The New York City Museum of Modern Art collection consist of almost 200,000 works, 81,000 of which are available online. Some datasets are harder to scrape then others. The MoMA website is a particular easy example. Generally, the process is always the same: inspect the URL and source code of the website with regard to how it presents a single work/image file. Then automate the this process.

![](img/moma-back.jpg)

![](img/moma-front.jpg)

We need a directory to save the downloaded images.

In [None]:
folder = 'moma'
total_pages = 1000000 # Unclear what the limit is, getting 404s/no images is "cheap" enough though to brute-force
new_dir(folder)

A function to save an image file from a direct image URL, specific to the MoMA website. This version also has the option to save some metadata into a CSV file.

In [None]:
def save(url, meta=None):
    data = requests.get(url).content
    name = url.split('?sha=')[-1] # SHA as name
    file = f'{folder}/{name}.jpg'
    with open(file, 'wb') as f:
        f.write(data)
    if meta:
        meta.append(file) # Also write the name of the local file
        with open('meta.csv', 'a') as f:
            writer = csv.writer(f)
            writer.writerow(meta)

A function to process one page on the MoMA website.

In [None]:
def process_page(page):
    url = f'https://www.moma.org/collection/works/{page}'  
        
    response = requests.get(url)
    if response.status_code == 200: # If we get a positive response from the server...
        
        soup = BeautifulSoup(response.content, 'html.parser') # Parse the page
        imgs = soup.findAll('img', 'picture__img--scale--focusable') # Find a specific class of the img tag
        
        # Find the metadata on the page
        # We know that it is the second 'meta' tag with the name 'stitle' that we want
        # We also know the format is 'author. work. year.' so we can split by '. '
        meta = soup.findAll('meta', {'name':'stitle'})
        content = meta[1].get('content').split('. ')
        if len(content) > 3:
            content = [content[0], content[1], content[2]+'. '+content[3]]
              
        if imgs:
            src = imgs[0].get('src') # Get the URL of the first found image
            save(f'https://www.moma.org{src}', meta=content) # Save the image
            return True # Only return true if image was downloaded
        else:
            print(f'No image links on page {page}')
            return False
        
    else: 
        print(f'Response {response.status_code} for page {page}')
        return False

Start scraping!

In [None]:
# Every work has a unique page number, starting (for some reason) with 200000 - found by trial and error
n = 0
for page in range(200000, total_pages):
    n += process_page(page) # Keep track of nr. of downloaded images
    if page % 20 == 0: # Print status every 20 pages
        print(f'{n} images downloaded so far...')

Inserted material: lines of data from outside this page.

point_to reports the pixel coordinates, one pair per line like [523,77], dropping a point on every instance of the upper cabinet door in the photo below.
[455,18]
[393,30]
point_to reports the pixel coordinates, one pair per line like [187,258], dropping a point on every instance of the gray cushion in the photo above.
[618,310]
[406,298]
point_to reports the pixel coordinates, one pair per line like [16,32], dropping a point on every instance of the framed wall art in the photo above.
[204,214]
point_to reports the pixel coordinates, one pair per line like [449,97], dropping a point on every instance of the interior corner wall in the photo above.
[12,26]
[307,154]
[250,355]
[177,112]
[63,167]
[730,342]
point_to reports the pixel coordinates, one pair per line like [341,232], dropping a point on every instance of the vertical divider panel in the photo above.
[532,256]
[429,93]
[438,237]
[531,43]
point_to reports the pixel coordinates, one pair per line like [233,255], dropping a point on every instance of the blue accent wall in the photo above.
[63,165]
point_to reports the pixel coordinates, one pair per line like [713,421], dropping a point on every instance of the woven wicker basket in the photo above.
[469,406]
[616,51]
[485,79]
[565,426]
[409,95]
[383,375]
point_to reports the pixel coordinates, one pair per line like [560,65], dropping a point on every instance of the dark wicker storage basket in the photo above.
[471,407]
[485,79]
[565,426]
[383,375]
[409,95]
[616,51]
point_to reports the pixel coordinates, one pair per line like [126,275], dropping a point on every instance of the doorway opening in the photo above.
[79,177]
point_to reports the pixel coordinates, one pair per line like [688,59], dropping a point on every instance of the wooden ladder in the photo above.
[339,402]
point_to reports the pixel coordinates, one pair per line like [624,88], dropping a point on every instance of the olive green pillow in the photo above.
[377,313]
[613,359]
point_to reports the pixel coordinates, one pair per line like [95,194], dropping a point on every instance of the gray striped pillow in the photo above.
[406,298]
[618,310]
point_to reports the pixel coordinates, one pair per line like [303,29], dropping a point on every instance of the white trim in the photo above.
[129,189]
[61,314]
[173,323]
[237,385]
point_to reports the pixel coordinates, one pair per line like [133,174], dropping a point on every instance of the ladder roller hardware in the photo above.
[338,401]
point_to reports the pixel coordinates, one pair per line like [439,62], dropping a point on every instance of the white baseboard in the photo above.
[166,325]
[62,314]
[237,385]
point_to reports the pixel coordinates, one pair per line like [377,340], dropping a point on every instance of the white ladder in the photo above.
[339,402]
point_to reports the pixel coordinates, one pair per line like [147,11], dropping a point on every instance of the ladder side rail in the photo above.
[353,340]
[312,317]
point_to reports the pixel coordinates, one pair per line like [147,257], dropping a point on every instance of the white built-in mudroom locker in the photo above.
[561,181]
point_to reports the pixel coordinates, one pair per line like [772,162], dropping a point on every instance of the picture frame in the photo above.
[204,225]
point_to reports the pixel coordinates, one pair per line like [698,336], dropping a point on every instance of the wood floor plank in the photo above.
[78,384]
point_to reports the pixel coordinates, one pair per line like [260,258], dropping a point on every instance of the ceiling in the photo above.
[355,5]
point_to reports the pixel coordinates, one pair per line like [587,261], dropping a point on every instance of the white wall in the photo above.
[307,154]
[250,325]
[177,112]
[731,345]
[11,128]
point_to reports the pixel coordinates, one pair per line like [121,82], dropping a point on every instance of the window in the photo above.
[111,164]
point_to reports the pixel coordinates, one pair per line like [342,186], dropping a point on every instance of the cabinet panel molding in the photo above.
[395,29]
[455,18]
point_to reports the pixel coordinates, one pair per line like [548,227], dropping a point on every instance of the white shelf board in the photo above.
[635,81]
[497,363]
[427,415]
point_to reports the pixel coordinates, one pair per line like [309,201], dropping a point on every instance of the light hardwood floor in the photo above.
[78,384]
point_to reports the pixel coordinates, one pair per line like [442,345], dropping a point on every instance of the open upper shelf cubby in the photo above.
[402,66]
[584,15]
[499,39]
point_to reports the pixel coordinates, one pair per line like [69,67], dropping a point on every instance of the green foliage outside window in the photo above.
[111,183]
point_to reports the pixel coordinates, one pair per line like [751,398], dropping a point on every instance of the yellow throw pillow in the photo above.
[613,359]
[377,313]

Please note that this process can be sped up massively by using multiple threads to download the images. An implementation is provided as a [Python script here](moma-scraper.py)

## Cleaning our dataset

There is always the chance that we will end up with data that is at least partially corrupted. It is thus a good idea to check the data before we attempt to do anything else with it (like feeding it to a machine learning classifier, for instance!)

In [None]:
files = get_all_files(folder)
new_dir('rejects')
total = len(files)
removed = 0
for file in files:
    try: 
        img = PIL.Image.open(file) # If PIL can't open it we don't want it
    except:
        movefile(file, 'rejects')
        removed+=1
print(f'{total} found, {total-removed} kept')

## <font color='red'>Exercises</font>

Find an online image dataset that interests you to scrape - it does not have to be gigantic, nor does it have to be high-quality. Start by looking at the page source to see if the scraping could be automated. Look for possible tags to find images. Finally, try to adapt the script above for your dataset.